Practitioners generally believe that a taxpayer has three years to apply for a refund of taxes, which is usually the case. However, the recent Tax Court decision in Allen, 99 TC No. 23 (1992), demonstrates that conventional wisdom may at times prove unreliable. In Allen, the taxpayer extended the filing date of his 1987 Federal income tax return to Aug. 15, 1988, but he did not file his 1987 return until Oct. 2, 1990 - more than two years from the extended due date of the return (Aug. 15, 1990), but less than three years from the extended due date (Aug. 15, 1991).

In the meantime, the Service had sufficient Form W-2 and Form 1099 information to compile a statutory notice of deficiency for 198 7. The notice of deficiency was issued on July 24, 1990. On Oct. 22, 1990, Allen filed a timely petition for the redetermination of the deficiency with the Tax Court.

The return filed by the taxpayer on Oct. 2, 1990 showed a refund due of $17,024. Although the tax return was filed within three years of the extended due date, the claim for refund was disallowed by the IRS. The Tax Court upheld this disallowance.

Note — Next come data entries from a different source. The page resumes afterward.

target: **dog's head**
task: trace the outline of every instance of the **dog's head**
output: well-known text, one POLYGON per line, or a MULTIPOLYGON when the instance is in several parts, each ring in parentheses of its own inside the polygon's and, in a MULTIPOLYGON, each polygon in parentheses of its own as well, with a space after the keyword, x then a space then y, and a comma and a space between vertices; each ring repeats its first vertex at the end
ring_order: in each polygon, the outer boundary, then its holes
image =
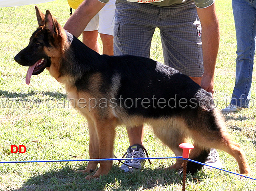
MULTIPOLYGON (((56 63, 59 61, 65 37, 63 29, 49 10, 45 15, 37 6, 35 8, 39 26, 30 37, 28 45, 14 58, 20 65, 29 66, 26 76, 28 84, 32 75, 38 74, 45 68, 51 73, 51 68, 58 67, 56 63)), ((55 69, 55 71, 57 68, 55 69)))

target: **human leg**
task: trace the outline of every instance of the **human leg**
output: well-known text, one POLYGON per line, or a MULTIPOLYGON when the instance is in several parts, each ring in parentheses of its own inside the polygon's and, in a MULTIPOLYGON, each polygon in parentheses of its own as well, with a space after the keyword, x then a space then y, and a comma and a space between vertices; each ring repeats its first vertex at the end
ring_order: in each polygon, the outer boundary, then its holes
POLYGON ((255 51, 256 37, 256 5, 249 0, 233 0, 237 57, 236 59, 236 83, 230 103, 248 107, 255 51))
POLYGON ((114 37, 113 35, 102 34, 100 33, 101 39, 102 41, 103 47, 103 53, 109 55, 114 55, 113 51, 113 40, 114 37))
MULTIPOLYGON (((153 25, 149 24, 151 21, 151 18, 149 21, 145 21, 145 18, 148 18, 148 16, 152 15, 150 14, 154 12, 150 10, 151 7, 123 0, 117 1, 114 27, 114 55, 129 54, 149 57, 150 46, 155 27, 153 25)), ((152 20, 154 19, 153 18, 152 20)), ((143 142, 142 124, 127 128, 127 131, 130 145, 127 149, 127 158, 144 157, 143 147, 138 146, 142 145, 143 142)), ((125 163, 141 168, 143 162, 140 162, 133 159, 126 160, 125 163)), ((121 168, 125 172, 130 172, 133 170, 123 164, 121 168)))
POLYGON ((103 47, 103 53, 109 55, 114 54, 113 51, 113 28, 115 0, 110 0, 99 12, 99 33, 103 47))
POLYGON ((83 31, 83 43, 93 50, 99 53, 98 43, 98 31, 83 31))
POLYGON ((98 28, 99 27, 99 15, 93 17, 84 29, 83 32, 83 42, 91 49, 99 53, 98 43, 98 28))

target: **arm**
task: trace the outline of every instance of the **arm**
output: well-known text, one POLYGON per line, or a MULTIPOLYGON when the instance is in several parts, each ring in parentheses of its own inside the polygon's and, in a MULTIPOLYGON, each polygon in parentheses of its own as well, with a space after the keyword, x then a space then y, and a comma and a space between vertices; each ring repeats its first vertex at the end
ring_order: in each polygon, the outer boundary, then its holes
POLYGON ((203 9, 196 8, 202 25, 202 46, 204 72, 201 86, 213 94, 214 72, 218 50, 220 32, 214 4, 203 9))
POLYGON ((105 4, 98 0, 85 0, 67 20, 64 28, 78 37, 91 19, 105 4))

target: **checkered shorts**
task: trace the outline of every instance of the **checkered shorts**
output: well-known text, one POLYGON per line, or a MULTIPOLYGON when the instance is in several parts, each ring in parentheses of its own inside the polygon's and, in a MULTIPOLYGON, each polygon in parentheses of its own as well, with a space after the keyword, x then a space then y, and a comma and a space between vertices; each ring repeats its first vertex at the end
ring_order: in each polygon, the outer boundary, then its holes
POLYGON ((117 0, 114 55, 149 58, 156 27, 160 29, 165 64, 189 76, 202 76, 201 24, 194 4, 171 8, 117 0))

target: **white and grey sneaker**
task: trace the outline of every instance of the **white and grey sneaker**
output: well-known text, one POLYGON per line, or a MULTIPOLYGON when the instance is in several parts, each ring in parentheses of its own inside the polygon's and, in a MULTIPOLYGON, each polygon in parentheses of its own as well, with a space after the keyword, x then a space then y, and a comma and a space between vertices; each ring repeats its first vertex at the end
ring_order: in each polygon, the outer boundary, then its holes
POLYGON ((221 109, 221 112, 223 113, 236 112, 241 109, 242 108, 239 106, 230 103, 226 108, 221 109))
MULTIPOLYGON (((211 148, 205 164, 216 168, 222 168, 222 163, 220 160, 220 156, 217 150, 214 148, 211 148)), ((212 168, 208 166, 204 166, 204 168, 212 168)))
POLYGON ((130 146, 127 149, 126 158, 131 158, 131 160, 125 160, 120 168, 125 172, 132 172, 135 168, 141 169, 145 164, 145 160, 137 160, 136 158, 145 157, 145 153, 143 146, 134 145, 130 146))

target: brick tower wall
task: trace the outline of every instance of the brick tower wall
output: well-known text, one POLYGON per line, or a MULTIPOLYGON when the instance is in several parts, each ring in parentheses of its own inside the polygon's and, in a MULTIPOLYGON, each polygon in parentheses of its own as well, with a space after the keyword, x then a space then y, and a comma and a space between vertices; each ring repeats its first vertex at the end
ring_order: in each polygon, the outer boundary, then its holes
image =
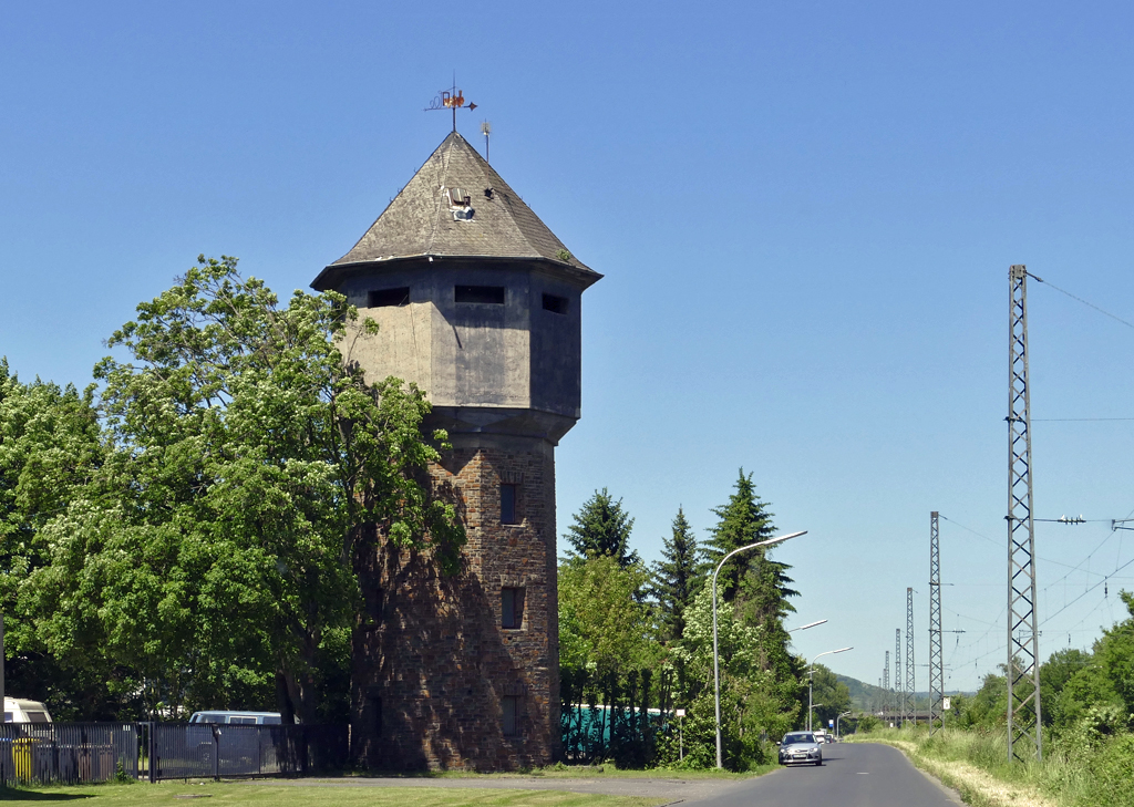
POLYGON ((466 528, 462 571, 442 576, 389 546, 362 570, 352 751, 374 768, 510 771, 559 757, 553 449, 522 438, 460 448, 456 436, 431 477, 466 528), (501 524, 502 485, 515 485, 516 524, 501 524), (502 627, 506 588, 523 602, 518 628, 502 627))

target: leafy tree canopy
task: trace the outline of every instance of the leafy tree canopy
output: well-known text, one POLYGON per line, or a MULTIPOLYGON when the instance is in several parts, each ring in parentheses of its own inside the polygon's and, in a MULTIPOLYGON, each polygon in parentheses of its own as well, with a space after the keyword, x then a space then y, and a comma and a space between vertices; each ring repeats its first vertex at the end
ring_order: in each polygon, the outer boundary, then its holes
POLYGON ((611 555, 560 564, 559 634, 567 664, 593 665, 602 673, 657 660, 652 614, 636 596, 646 580, 640 563, 624 567, 611 555))
MULTIPOLYGON (((234 258, 202 257, 138 306, 103 359, 111 439, 42 534, 22 601, 57 657, 113 660, 145 711, 266 705, 305 721, 342 680, 376 535, 452 569, 452 508, 422 484, 429 404, 350 359, 375 325, 336 294, 279 304, 234 258)), ((345 710, 345 686, 339 705, 345 710)))

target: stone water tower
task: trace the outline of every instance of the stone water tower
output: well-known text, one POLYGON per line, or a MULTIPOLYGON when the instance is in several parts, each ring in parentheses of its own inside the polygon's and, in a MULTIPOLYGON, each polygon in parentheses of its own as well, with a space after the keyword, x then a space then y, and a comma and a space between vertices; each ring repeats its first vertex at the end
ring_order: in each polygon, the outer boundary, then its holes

Under Sec. 6512(b)(1), the Tax Court has jurisdiction to determine the refund of an overpayment, provided that the statute of limitations has not expired. When a claim has not previously been filed, Sec. 6512(b)(3)(b) treats the issuance date of a deficiency notice as the date of the refund claim. Thus, if a claim would be timely as of the notice of deficiency date, the Tax Court will order a refund. Whether a claim is timely is determined by Sec. 6511, which allows a refund to be made within three years of the return filing date or, if no return has been filed, within two years of the payment date. The Tax Court ruled that, since a return had not been filed by the taxpayer as of the date of the deemed refund claim (that is, the date of the July 24, 1990 deficiency notice), the three-year period did not apply, and the refund under Sec. 6511 was limited to payments made within two years of the date of the claim. Since no payments had been made during this period, no refund was allowed.

The planning point made clear by Allen is that a nonfiling taxpayer that receives a deficiency notice more than two years from the date of payment but less than three years from the due date of the return should first evaluate whether it will be entitled to a refund. If a refund is expected, the taxpayer should pay the full amount of the deficiency and then file a claim for refund, which may be made on the original Form 1040. If the taxpayer petitions the Tax Court, the refund will be disallowed.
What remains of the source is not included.